[Date Prev][Date Next] [Chronological] [Thread] [Top]

Re: Problem with NON-ASCII chars in DNs when using OpenLDAP 2.1.x libs (ITS#1923)



Kurt D. Zeilenga wrote:
> At 04:50 AM 2002-07-05, michael@stroeder.com wrote:
> 
>>Full_Name: Michael Ströder
>>Version: REL_ENG_2_1 from CVS
>>OS: SuSE Linux 8.0
>>URL: ftp://ftp.openldap.org/incoming/
>>Submission from: (NULL) (217.1.21.113)
>>
>>
>>I've tested to build python-ldap against OpenLDAP REL_ENG_2_1 libs. Build went
>>just fine and it seems to work at a first glance.
>>
>>But using a search DN with NON-ASCII chars in it the server returns
>>NO_SUCH_OBJECT. The info field mentions exactly the right UTF-8 representation.
> 
> Can you elaborate on this a bit? which API call is not be
> behaving as expected?

Now I tracked it down that ldap_explode_dn() is errornous. 
Therefore my bug report above was quite misleading. Sorry.

>  How is it behaving?

Note that I'm using python-ldap which more or less directly wraps 
ldap_explode_dn() and returns a Python list containing the DN 
components. Sorry to bother you with Python but it's the level I 
can debug. C usually makes my brain hurt...

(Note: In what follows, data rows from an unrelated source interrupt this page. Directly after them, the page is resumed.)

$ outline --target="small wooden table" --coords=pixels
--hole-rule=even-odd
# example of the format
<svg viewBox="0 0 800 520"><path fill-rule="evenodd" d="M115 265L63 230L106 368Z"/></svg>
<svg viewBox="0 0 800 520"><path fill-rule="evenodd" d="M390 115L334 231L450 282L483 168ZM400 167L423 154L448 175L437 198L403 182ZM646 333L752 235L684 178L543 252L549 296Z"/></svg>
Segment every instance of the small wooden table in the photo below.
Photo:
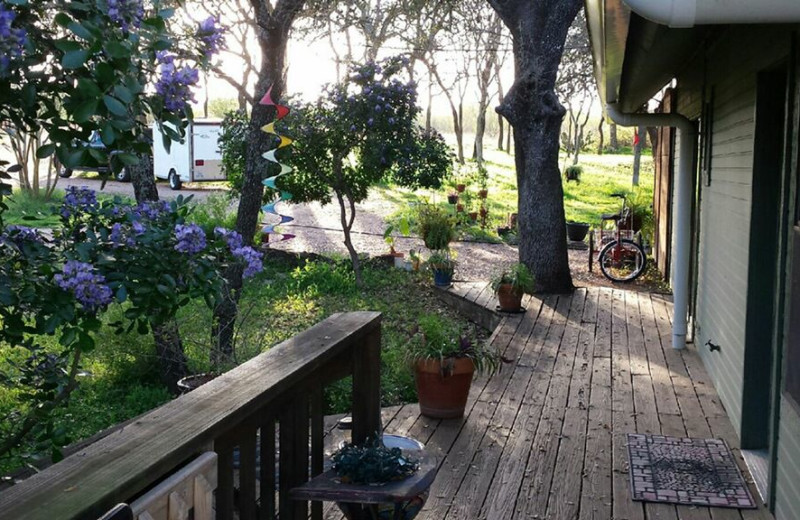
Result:
<svg viewBox="0 0 800 520"><path fill-rule="evenodd" d="M416 455L416 454L415 454ZM289 492L293 500L336 502L348 518L378 518L379 504L394 504L395 519L402 519L402 506L430 488L439 467L436 457L427 453L416 456L419 469L410 477L382 486L345 484L336 471L328 470Z"/></svg>

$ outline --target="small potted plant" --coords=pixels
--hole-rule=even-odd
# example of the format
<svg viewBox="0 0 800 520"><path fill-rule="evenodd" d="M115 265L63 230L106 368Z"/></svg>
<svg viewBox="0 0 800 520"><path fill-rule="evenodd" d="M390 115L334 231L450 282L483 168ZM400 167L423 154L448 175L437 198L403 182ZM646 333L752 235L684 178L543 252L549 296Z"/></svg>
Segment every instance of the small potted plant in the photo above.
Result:
<svg viewBox="0 0 800 520"><path fill-rule="evenodd" d="M435 314L420 319L408 357L420 412L438 419L462 417L475 372L492 374L501 362L499 352Z"/></svg>
<svg viewBox="0 0 800 520"><path fill-rule="evenodd" d="M500 310L518 312L522 295L533 292L535 280L528 267L518 262L495 274L491 284L500 302Z"/></svg>
<svg viewBox="0 0 800 520"><path fill-rule="evenodd" d="M567 182L575 181L577 183L580 183L582 173L583 173L583 166L579 164L573 164L571 166L567 166L567 169L564 170L564 177L566 177Z"/></svg>
<svg viewBox="0 0 800 520"><path fill-rule="evenodd" d="M345 484L387 484L410 477L419 467L414 458L386 446L377 435L358 445L344 443L331 455L331 462Z"/></svg>
<svg viewBox="0 0 800 520"><path fill-rule="evenodd" d="M439 249L428 258L428 267L433 273L433 284L436 287L449 287L453 283L456 262L453 253L448 249Z"/></svg>
<svg viewBox="0 0 800 520"><path fill-rule="evenodd" d="M408 252L408 259L411 261L411 269L419 271L419 266L422 263L422 257L416 249L411 249Z"/></svg>
<svg viewBox="0 0 800 520"><path fill-rule="evenodd" d="M589 224L586 222L567 221L567 237L573 242L583 242L589 232Z"/></svg>
<svg viewBox="0 0 800 520"><path fill-rule="evenodd" d="M467 185L463 183L456 184L456 192L464 193L464 190L467 189Z"/></svg>
<svg viewBox="0 0 800 520"><path fill-rule="evenodd" d="M436 462L425 447L411 437L373 435L362 444L343 442L331 455L333 477L323 479L325 499L336 500L345 518L397 518L411 520L425 505L436 474ZM384 502L386 487L401 483L408 496ZM330 488L329 483L335 487ZM317 499L323 498L320 496Z"/></svg>
<svg viewBox="0 0 800 520"><path fill-rule="evenodd" d="M417 234L430 250L447 249L455 238L455 222L451 215L430 204L417 208Z"/></svg>
<svg viewBox="0 0 800 520"><path fill-rule="evenodd" d="M454 205L458 204L458 193L455 192L455 191L451 192L451 193L448 193L447 194L447 203L450 204L451 206L454 206Z"/></svg>

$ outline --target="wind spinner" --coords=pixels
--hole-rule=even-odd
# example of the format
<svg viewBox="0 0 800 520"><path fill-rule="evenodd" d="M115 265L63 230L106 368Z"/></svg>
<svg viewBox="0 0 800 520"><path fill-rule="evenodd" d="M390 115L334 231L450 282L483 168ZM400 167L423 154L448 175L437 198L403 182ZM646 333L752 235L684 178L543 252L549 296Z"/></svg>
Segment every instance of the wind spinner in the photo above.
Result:
<svg viewBox="0 0 800 520"><path fill-rule="evenodd" d="M275 118L275 120L272 121L271 123L267 124L267 125L262 126L261 127L261 131L266 132L268 134L276 135L281 140L281 142L278 144L278 146L276 148L274 148L272 150L269 150L268 152L266 152L266 153L264 153L262 155L262 157L264 159L266 159L268 161L271 161L271 162L274 162L275 164L277 164L281 168L280 173L278 173L277 175L273 175L272 177L269 177L269 178L264 179L262 181L264 186L266 186L268 188L272 188L273 190L278 190L280 192L280 197L278 198L278 200L276 200L274 202L270 202L269 204L266 204L261 208L261 210L264 213L269 213L269 214L272 214L272 215L275 215L275 216L279 217L280 218L280 222L278 222L277 224L269 224L269 225L264 226L261 229L261 232L265 233L265 234L270 234L270 235L280 235L281 236L280 241L289 240L291 238L294 238L294 235L289 234L289 233L281 233L281 232L275 230L275 228L277 226L280 226L282 224L287 224L287 223L289 223L289 222L294 220L289 215L281 215L280 213L278 213L275 210L275 205L278 204L279 202L283 202L283 201L287 201L287 200L291 200L292 199L292 194L291 193L289 193L288 191L281 190L275 184L275 180L278 177L280 177L281 175L286 175L287 173L290 173L292 171L291 166L287 166L287 165L281 163L280 161L278 161L277 158L275 158L275 152L277 152L281 148L285 148L285 147L290 146L292 144L292 140L291 139L289 139L286 136L280 135L278 132L275 131L275 123L277 123L278 121L280 121L281 119L283 119L284 117L286 117L289 114L289 107L283 106L283 105L279 105L279 104L275 103L272 100L272 87L270 87L269 90L267 90L267 93L264 94L264 97L261 99L260 103L262 105L274 106L275 109L278 111L278 116Z"/></svg>

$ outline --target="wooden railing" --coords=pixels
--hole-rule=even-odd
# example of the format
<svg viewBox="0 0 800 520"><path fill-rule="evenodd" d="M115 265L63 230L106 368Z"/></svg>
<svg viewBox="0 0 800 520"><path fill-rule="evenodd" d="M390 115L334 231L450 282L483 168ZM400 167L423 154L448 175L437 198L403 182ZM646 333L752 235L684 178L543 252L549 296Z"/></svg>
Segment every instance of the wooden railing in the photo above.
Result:
<svg viewBox="0 0 800 520"><path fill-rule="evenodd" d="M153 410L0 493L0 518L95 519L209 448L219 457L218 519L234 510L243 520L321 518L320 504L309 511L289 490L322 472L323 388L348 375L358 442L380 428L380 314L333 315Z"/></svg>

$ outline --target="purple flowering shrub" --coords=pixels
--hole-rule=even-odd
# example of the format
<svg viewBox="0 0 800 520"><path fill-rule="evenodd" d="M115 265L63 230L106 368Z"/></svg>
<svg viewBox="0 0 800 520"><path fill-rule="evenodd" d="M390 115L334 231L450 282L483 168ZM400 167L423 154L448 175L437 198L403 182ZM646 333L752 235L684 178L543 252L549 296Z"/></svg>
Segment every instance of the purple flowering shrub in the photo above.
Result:
<svg viewBox="0 0 800 520"><path fill-rule="evenodd" d="M396 57L356 66L316 102L293 104L285 119L283 133L294 139L286 161L294 170L278 179L278 187L295 203L337 199L342 221L349 223L345 244L357 283L358 255L349 238L355 204L372 186L390 179L412 188L438 188L452 168L441 137L417 125L421 109L415 84L403 80L407 65Z"/></svg>
<svg viewBox="0 0 800 520"><path fill-rule="evenodd" d="M150 152L148 121L183 137L192 89L224 44L217 18L199 23L152 0L0 2L0 120L50 142L36 150L71 168L120 171ZM107 150L92 148L97 132Z"/></svg>
<svg viewBox="0 0 800 520"><path fill-rule="evenodd" d="M0 422L0 457L31 436L58 455L66 439L51 434L51 412L75 387L81 354L93 349L109 308L120 305L122 319L105 326L147 334L194 299L213 306L229 265L241 265L246 277L261 271L261 253L238 233L188 223L188 200L133 206L75 188L58 210L61 228L48 238L5 226L0 191L0 344L21 360L0 365L0 381L19 388L36 410ZM63 350L42 348L46 335ZM13 431L3 431L5 424Z"/></svg>
<svg viewBox="0 0 800 520"><path fill-rule="evenodd" d="M12 60L22 57L28 39L28 32L14 23L16 18L14 11L0 4L0 76L8 70Z"/></svg>

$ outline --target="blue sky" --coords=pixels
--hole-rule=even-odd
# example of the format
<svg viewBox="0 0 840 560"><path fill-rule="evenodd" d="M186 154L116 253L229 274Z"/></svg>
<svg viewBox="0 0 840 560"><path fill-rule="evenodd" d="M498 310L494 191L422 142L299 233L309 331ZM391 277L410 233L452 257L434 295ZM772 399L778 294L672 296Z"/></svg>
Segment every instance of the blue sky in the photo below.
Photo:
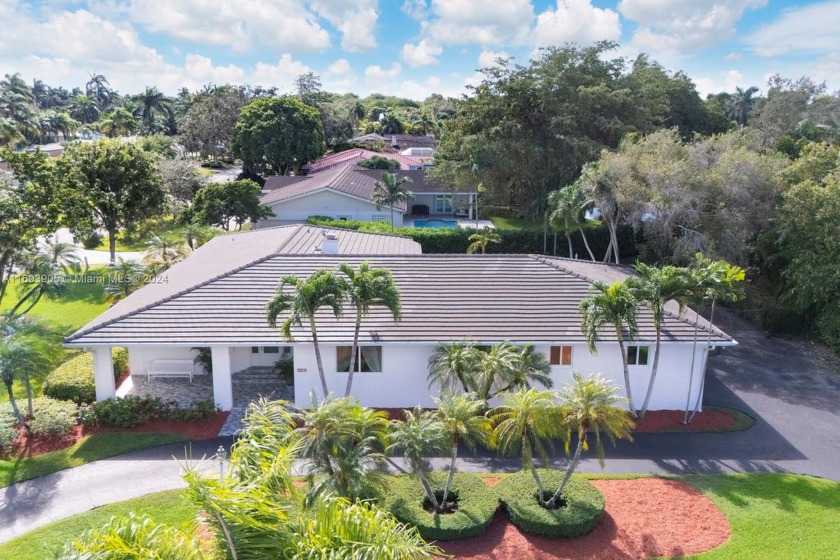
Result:
<svg viewBox="0 0 840 560"><path fill-rule="evenodd" d="M779 73L840 89L840 0L0 0L0 74L136 92L250 83L458 95L497 56L619 43L683 70L702 94Z"/></svg>

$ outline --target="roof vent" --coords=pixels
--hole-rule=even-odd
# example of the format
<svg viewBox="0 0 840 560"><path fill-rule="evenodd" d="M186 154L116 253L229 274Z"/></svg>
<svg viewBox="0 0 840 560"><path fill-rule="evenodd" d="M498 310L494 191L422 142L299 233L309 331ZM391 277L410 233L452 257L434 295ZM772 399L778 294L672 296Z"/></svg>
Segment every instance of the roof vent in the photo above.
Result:
<svg viewBox="0 0 840 560"><path fill-rule="evenodd" d="M327 233L324 239L321 240L321 254L322 255L337 255L338 254L338 237L334 233Z"/></svg>

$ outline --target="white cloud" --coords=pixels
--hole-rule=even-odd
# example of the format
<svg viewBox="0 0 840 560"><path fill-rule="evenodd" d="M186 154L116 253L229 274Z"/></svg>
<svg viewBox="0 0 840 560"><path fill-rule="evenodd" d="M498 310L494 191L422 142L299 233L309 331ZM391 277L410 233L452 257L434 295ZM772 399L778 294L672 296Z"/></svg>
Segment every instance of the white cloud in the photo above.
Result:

Some notes on Python string representation for you to understand 
the debug log below:

'\\' is a single back-slash. '\\\\' would be two back-slashes.

'\xc3\xb6' is the hex-encoding of the UTF-8 encoding for
o"     0151    LATIN SMALL LETTER O WITH DOUBLE ACUTE (RFC1345)

'\\C3\\B6' is simply: \C3\B6

[] is a list of arbitrary data types.

The error: I pass in a string of the DN with UTF-8 chars in it 
(raw string, no Unicode magic here!). It returns me the DN 
components but as normalized strings in OpenLDAP's internal notation.

See a python-ldap trace log (lines are wrapped):

*** _ldap.<built-in function explode_dn> (('cn=Michael 
Str\xc3\xb6der+mail=michael@stroeder.com,ou=Testing,dc=stroeder,dc=com', 
0),{})
=> result: ['cn=Michael Str\\C3\\B6der+mail=michael@stroeder.com', 
'ou=Testing', 'dc=stroeder', 'dc=com']

> how do you expect it to behave?

Return the DN components as raw 8-bit strings with UTF-8 encoded 
chars instead of OpenLDAP's normalized ASCII-clean string 
representation. Like this (trace of usage with REL_ENG_2):

*** _ldap.<built-in function explode_dn> (('cn=Michael 
Str\xc3\xb6der+mail=michael@stroeder.com,ou=Testing,dc=stroeder,dc=com', 
0),{})
=> result: ['cn=Michael Str\xc3\xb6der+mail=michael@stroeder.com', 
'ou=Testing', 'dc=stroeder', 'dc=com']

Ciao, Michael.